The Supreme Court sided with the vaping industry on Friday by rejecting the Food and Drug Administration’s (FDA) bid to limit where companies can challenge product marketing denials.
The 7-2 decision authored by Justice Amy Coney Barrett enables R.J. Reynolds Vapor Company to proceed in the 5th U.S. Circuit Court of Appeals, regarded as the nation’s most conservative appeals court, in the company’s bid to market its “Vuse Alto” flavored e-cigarette products by suing alongside retailers.
The 5th Circuit has been more friendly to the industry, but the company still may face a tough road ahead, as the justices earlier this term rebuked the 5th Circuit’s approach in a similar case.
Two of the court’s liberal justices, Ketanji Brown Jackson and Sonia Sotomayor, dissented from Friday’s decision.
Under federal law, “any person adversely affected” by the FDA denying a tobacco or e-cigarette marketing application can petition the federal appeals court in Washington, D.C., or where they have their principal place of business.
R.J. Reynolds is based in North Carolina, which is covered by the 4th U.S. Circuit Court of Appeals. But both that court and the one in D.C. have rejected the company’s legal theory that the FDA acted arbitrarily and capriciously in denying the authorization because it changed the evidentiary standard.
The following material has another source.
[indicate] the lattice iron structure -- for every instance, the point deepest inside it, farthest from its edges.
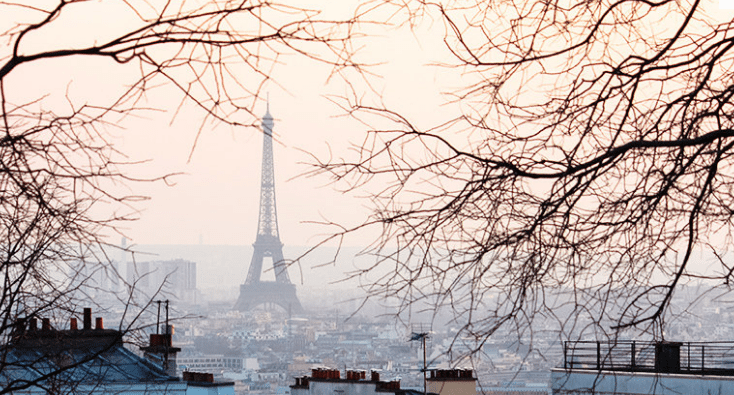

The 5th Circuit, however, which covers Louisiana, Mississippi and Texas, has been more friendly to the industry.
So the company sought review there, joined by a Texas retail store that sells Vuse Alto products and a Mississippi trade association of gas stations and convenience stores. The Supreme Court agreed to hear the federal government’s appeal after the 5th Circuit refused to transfer the case.
“Because Avail Vapor and the trade association have their principal places of business in Texas and Mississippi, respectively, they could both file in the Fifth Circuit. So when it denied the FDA’s motion to dismiss or transfer, the Fifth Circuit correctly concluded that at least one proper petitioner had venue,” Barrett wrote.
In dissent, Jackson said the statute does not allow retailers to sue.
“And, here, all the usual tools of statutory interpretation point in the same direction: Congress established a detailed scheme for manufacturers to obtain authorization to market new tobacco products—a scheme within which retailers have no rights and play no role—and, in the context of that scheme, Congress provided a cause of action for the protection of the manufacturers’ statutorily created interests,” Jackson wrote.
The case now returns to the lower courts, but the companies may still face a steep path to getting their product approved. In another case decided earlier this term, the Supreme Court found the FDA acted lawfully in rejecting two other vaping companies’ applications, reversing the 5th Circuit’s contrary decision.
“In today’s decision, the Supreme Court recognized that federal agency action can have downstream effects that can be devastating for parties that are not the most direct target of the agency’s action. The Court’s decision ensures that the courthouse doors are not closed for those adversely affected parties,” Ryan Watson, a partner at Jones Day who argued the case on behalf of the companies, said in a statement.